Mojokerto, Indonesia Jaya – Semakin tidak jelas fungsi dan manfaat dari institusi inspektorat, selama dalam pantauan tim awak media Indonesia jaya beberapa bulan ini seakan inspektorat tidak ada fungsinya,di duga sangat lemah fungsinya sebagai pembina dan pengawasan program pemerintah, khususnya program desa yang menggunakan anggaran dana desa.

Sebuah contoh yang terjadi di lapangan,adanya sebuah proyek pembangunan yang diduga tidak sesuai spesifikasi,namun menurut keterangan dari pejabat desa proyek itu sudah di periksa oleh inspektorat. Yang jadi pertanyaan apakah pemeriksaan yang dilakukan oleh inspektorat sudah menyakup keseluruhan, misalkan dari sekian anggaran yang dibelanjakan apakah sudah sesuai yang dikerjakan,juga kualitas dari fisik apakah sudah layak ??

Apabila pihak inspektorat sudah mengatakan layak dan sesuai prosedur,kenapa sejauh ini banyak sekali ditemukan proyek di beberapa desa yang sangat jauh dari harapan, terlebih aroma nakal muncul disaat mulai mengerjakan suatu program atau proyek desa, misalnya banyak ditemukannya proyek yang tidak memasang papan proyek,hingga tak bisa dipungkiri proyek yang masih berusia jagung sudah rusak.
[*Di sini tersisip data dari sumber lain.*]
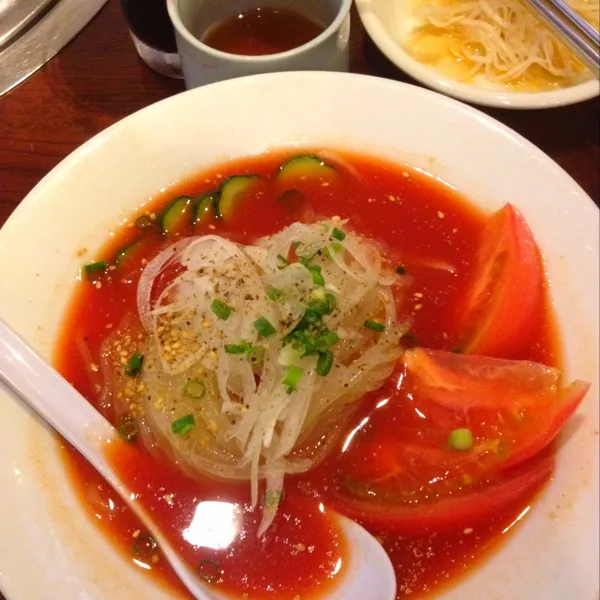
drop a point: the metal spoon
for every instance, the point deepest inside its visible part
(23, 371)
Sebagai Aparat “Pengawasan Internal Pemerintah (APIP), “Inspektorat Daerah” memiliki”peran” dan posisi yang sangat strategis baik ditinjau dari aspek fungsi-fungsi manajemen maupun dari segi pencapaian visi dan misi serta program-program pemerintah. Dari segi fungsi-fungsi dasar manajemen, inspektorat mempunyai kedudukan yang setara dengan fungsi perencanaan atau fungsi pelaksanaan.

Sedangkan dari segi pencapaian visi, misi dan program-program pemerintah,”Inspektorat Daerah” menjadi pilar yang bertugas sebagai “pengawas” sekaligus pengawal dalam pelaksanaan program yang tertuang dalam Anggaran Pendapatan dan Belanja Daerah APBD).

Senin 25/1/21 mendatangi kantor inspektorat kabupaten Mojokerto yang ada di jln RA.basuni No.19 c,guna menemui kepala inspektorat, namun kepala inspektorat tidak ada di kantor.
Namun disaat bersamaan Tim awak media Indonesia jaya ditemui oleh Amir selaku Kasubag evaluasi dan pelaporan. Menurut keterangan Amir, setiap kecamatan yang ada di kabupaten Mojokerto sudah ada tim bagian pengawasan dan pemeriksaan dari inspektorat,maka bila ada temuan dan laporan mengenai dugaan penyimpangan oleh pihak desa maka itu akan kita kaji dan di klarifikasi lagi,dan itu bukan wewenang saya,ungkap Amir.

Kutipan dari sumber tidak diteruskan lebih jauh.